Samstag, 4. März 2017

25 zu 30


In letzter Zeit habe ich mal wieder diverse Hitchcock-Filme geschaut. Manche von ihnen sind einfach so zeitlos gut, die kann man immer wieder sehen. Mir ist diesmal noch deutlicher als beim ersten Ansehen der Altersunterschied der Hauptfiguren aufgefallen - die Männer sind in den Vierzigern aufwärts, die Frauen wirken kaum älter als vierundzwanzig.

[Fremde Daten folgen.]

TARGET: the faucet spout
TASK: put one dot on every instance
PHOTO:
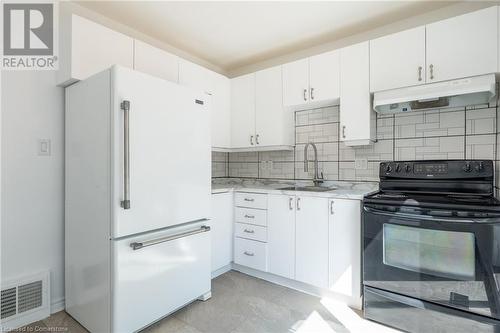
(317, 179)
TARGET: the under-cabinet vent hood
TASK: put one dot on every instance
(468, 91)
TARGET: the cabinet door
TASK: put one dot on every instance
(243, 111)
(345, 248)
(462, 46)
(151, 60)
(398, 60)
(96, 48)
(221, 112)
(281, 235)
(273, 125)
(222, 230)
(196, 76)
(356, 114)
(311, 261)
(324, 77)
(296, 82)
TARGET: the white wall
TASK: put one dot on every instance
(32, 186)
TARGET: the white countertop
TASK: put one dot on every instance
(344, 190)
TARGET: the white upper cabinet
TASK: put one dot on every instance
(281, 235)
(273, 125)
(243, 111)
(356, 113)
(154, 61)
(311, 230)
(88, 48)
(462, 46)
(221, 112)
(296, 83)
(312, 82)
(324, 77)
(398, 60)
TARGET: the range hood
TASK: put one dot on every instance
(468, 91)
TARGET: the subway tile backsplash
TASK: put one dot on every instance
(459, 133)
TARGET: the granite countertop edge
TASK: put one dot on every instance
(342, 192)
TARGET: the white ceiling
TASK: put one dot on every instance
(231, 35)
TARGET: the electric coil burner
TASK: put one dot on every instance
(431, 247)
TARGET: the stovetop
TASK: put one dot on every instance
(450, 201)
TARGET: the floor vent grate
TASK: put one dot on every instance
(8, 302)
(30, 296)
(24, 300)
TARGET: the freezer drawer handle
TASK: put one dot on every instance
(140, 245)
(125, 106)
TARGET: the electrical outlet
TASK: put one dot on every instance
(361, 164)
(44, 147)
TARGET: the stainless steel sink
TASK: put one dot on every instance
(308, 188)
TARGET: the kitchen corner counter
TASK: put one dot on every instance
(344, 190)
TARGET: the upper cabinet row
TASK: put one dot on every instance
(462, 46)
(313, 81)
(258, 118)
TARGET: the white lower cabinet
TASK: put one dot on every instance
(250, 253)
(311, 241)
(222, 230)
(281, 235)
(345, 247)
(305, 238)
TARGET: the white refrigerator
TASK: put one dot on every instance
(137, 199)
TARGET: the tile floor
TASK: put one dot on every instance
(243, 304)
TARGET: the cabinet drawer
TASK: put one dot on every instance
(250, 253)
(250, 232)
(251, 200)
(250, 216)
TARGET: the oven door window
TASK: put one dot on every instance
(447, 254)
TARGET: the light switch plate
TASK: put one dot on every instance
(361, 164)
(44, 147)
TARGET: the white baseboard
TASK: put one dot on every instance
(57, 305)
(353, 302)
(222, 270)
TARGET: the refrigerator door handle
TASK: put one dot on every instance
(125, 106)
(140, 245)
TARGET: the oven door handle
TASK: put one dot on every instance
(429, 217)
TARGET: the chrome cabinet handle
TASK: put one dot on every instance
(125, 106)
(139, 245)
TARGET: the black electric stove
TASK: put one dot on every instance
(431, 247)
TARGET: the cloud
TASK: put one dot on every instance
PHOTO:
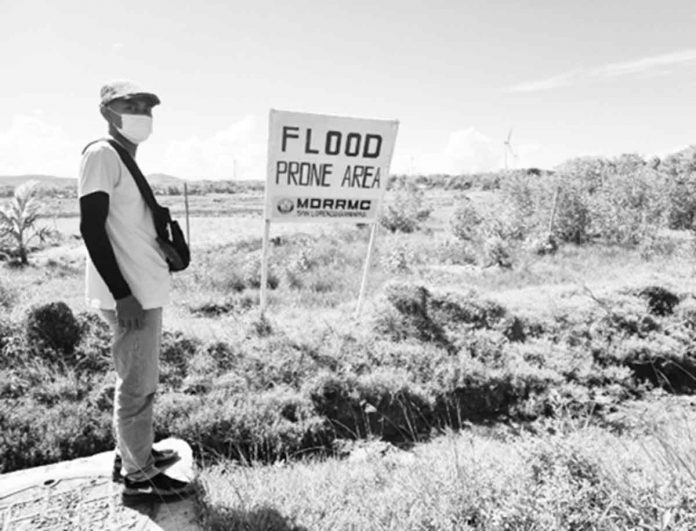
(237, 152)
(470, 151)
(465, 151)
(612, 70)
(31, 145)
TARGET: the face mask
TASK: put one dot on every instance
(135, 127)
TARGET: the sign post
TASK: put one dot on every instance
(326, 169)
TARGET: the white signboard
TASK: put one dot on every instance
(327, 168)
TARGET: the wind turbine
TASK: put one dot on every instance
(507, 148)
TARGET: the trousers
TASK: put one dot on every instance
(136, 359)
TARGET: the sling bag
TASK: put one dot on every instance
(170, 238)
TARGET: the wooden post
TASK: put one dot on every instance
(264, 266)
(366, 269)
(188, 230)
(552, 220)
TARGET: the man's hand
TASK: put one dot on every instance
(130, 313)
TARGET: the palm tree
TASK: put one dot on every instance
(18, 219)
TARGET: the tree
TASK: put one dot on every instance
(18, 220)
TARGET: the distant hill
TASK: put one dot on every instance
(44, 180)
(155, 179)
(162, 179)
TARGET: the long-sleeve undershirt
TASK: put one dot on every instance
(94, 209)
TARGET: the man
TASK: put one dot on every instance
(128, 280)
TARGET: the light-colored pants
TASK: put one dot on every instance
(136, 357)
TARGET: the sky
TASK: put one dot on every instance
(570, 78)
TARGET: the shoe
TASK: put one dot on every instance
(163, 458)
(160, 486)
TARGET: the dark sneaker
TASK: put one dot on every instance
(163, 458)
(160, 486)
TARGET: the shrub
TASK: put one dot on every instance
(33, 434)
(18, 221)
(404, 210)
(407, 315)
(399, 258)
(53, 330)
(385, 404)
(253, 427)
(660, 300)
(177, 350)
(465, 222)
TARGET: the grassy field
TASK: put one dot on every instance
(555, 392)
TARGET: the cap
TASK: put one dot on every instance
(125, 89)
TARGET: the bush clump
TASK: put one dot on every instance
(53, 330)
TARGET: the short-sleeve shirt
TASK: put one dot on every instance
(130, 229)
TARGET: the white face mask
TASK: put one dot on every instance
(135, 127)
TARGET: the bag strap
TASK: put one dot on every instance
(161, 215)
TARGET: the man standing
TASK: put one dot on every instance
(128, 280)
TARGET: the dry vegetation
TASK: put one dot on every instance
(516, 367)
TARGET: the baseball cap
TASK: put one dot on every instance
(123, 88)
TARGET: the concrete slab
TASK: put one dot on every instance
(79, 495)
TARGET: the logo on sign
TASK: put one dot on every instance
(285, 206)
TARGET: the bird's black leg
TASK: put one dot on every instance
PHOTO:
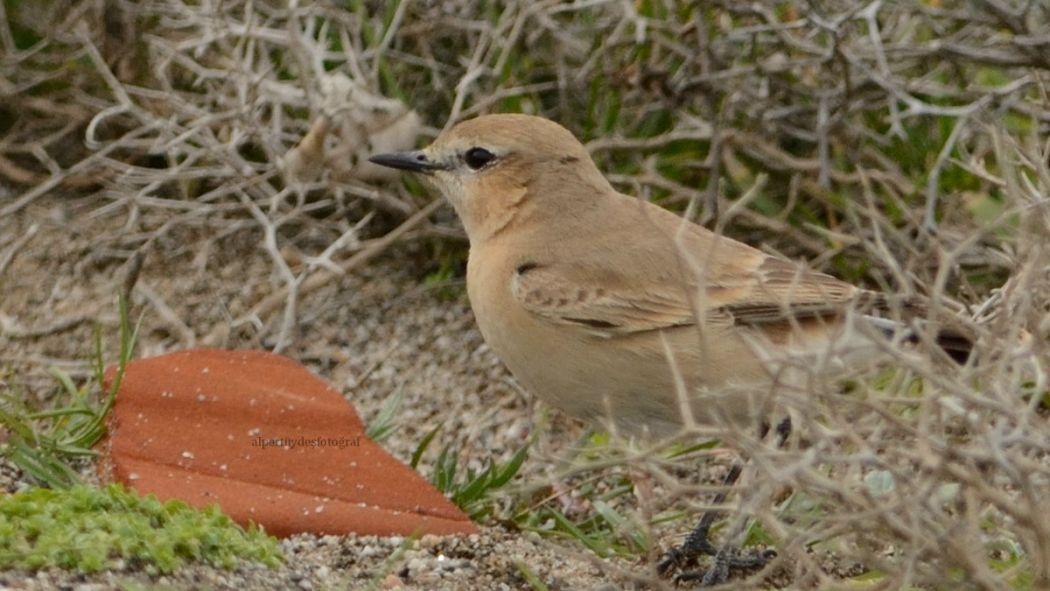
(698, 542)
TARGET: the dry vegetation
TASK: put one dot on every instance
(902, 145)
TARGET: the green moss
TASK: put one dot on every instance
(89, 529)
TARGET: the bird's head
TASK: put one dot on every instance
(489, 166)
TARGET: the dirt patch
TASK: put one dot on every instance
(372, 334)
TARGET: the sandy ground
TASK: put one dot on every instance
(372, 333)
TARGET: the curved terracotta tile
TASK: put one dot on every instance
(266, 440)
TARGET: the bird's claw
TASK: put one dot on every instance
(726, 561)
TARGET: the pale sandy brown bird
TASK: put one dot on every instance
(600, 302)
(611, 308)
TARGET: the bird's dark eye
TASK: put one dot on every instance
(478, 157)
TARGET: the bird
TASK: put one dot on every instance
(620, 312)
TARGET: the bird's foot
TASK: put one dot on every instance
(726, 558)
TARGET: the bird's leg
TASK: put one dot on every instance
(698, 542)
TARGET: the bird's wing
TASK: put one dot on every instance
(778, 291)
(570, 294)
(607, 303)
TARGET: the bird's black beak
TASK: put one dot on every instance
(415, 162)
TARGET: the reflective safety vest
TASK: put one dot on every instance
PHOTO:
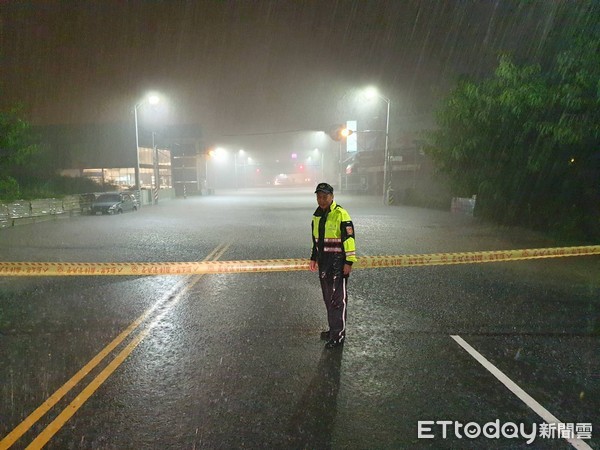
(333, 234)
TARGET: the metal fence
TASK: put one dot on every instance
(30, 211)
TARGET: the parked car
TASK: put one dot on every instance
(114, 203)
(85, 202)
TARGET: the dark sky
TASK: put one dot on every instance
(252, 66)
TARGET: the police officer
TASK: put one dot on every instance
(333, 254)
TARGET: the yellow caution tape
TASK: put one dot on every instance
(48, 269)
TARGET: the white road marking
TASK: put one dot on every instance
(546, 415)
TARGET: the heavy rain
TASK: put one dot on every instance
(300, 224)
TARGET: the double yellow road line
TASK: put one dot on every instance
(156, 313)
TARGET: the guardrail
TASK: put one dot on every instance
(31, 211)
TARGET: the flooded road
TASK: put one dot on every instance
(235, 360)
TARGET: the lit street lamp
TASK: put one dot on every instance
(153, 99)
(235, 169)
(387, 178)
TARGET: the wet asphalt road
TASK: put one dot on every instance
(235, 360)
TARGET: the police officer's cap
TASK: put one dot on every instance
(324, 187)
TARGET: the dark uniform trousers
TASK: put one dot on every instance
(335, 297)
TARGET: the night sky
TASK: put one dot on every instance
(252, 66)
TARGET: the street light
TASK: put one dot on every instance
(241, 152)
(322, 154)
(372, 92)
(152, 99)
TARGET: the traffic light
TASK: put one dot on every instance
(339, 132)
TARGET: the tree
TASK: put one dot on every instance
(526, 142)
(17, 147)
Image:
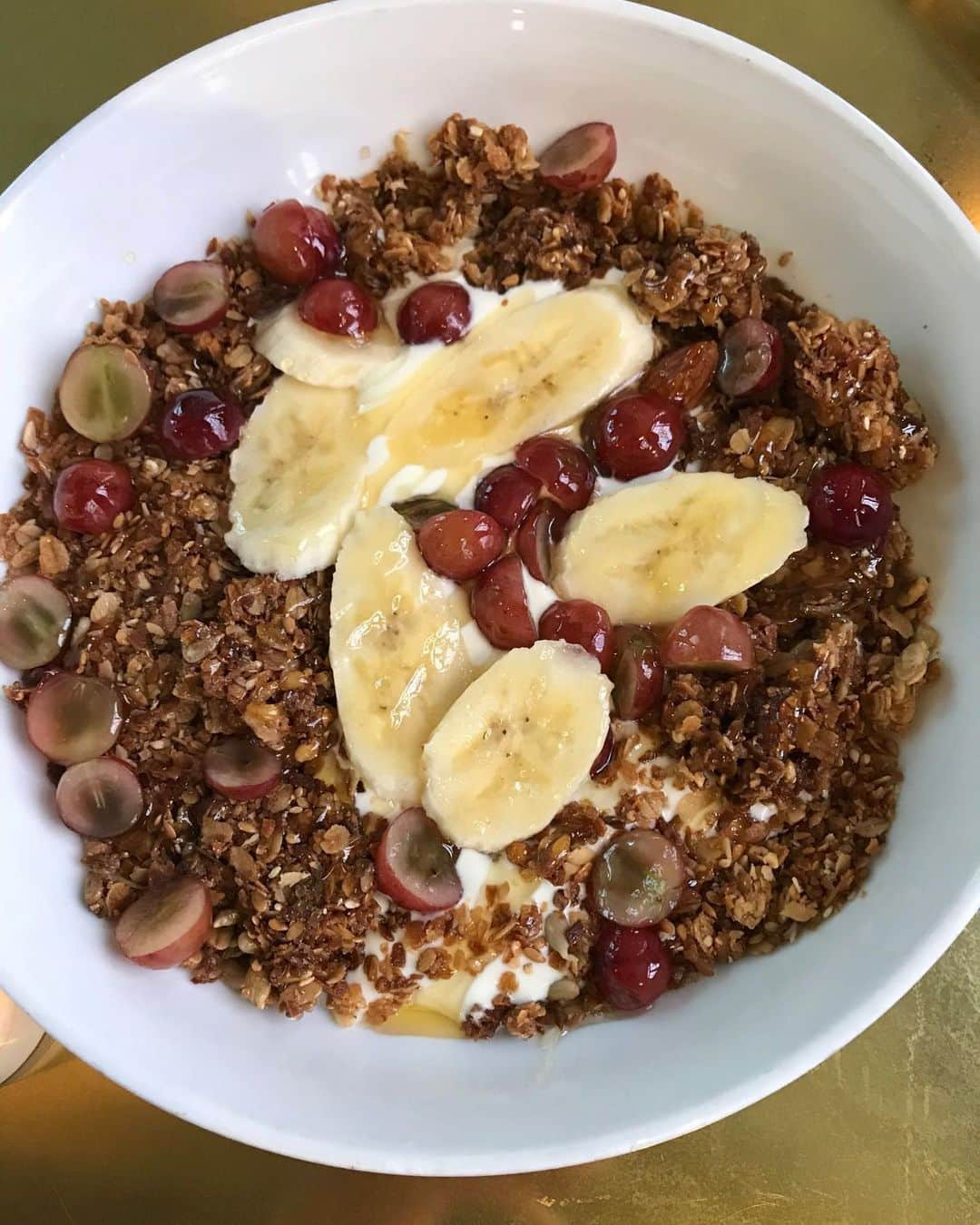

"Wieso, hast du etwa ein Problem mit Altersunterschieden in einer Beziehung?" Nein, habe ich nicht, ich bin ja schließlich aufgeschlossen. Das ist doch alles altbackenes Gerede, idealerweise sollten beide Parteien gleich alt sein... mein erster Freund war sieben Jahre älter als ich. Das macht doch überhaupt nichts aus, wenn man sich verliebt!

Doch.

Vielleicht noch nicht beim Verlieben, aber später dann, wenn man viel Zeit miteinander verbringt und seinen Partner besser kennenlernt. Und merkt, wie unterschiedlich die Blickwinkel und Herangehensweisen sein können. Und ich sehe es, jetzt, wo wir wieder miteinander schreiben, immer wieder vor mir. Und nein, es geht hier nicht um meinen ersten Freund.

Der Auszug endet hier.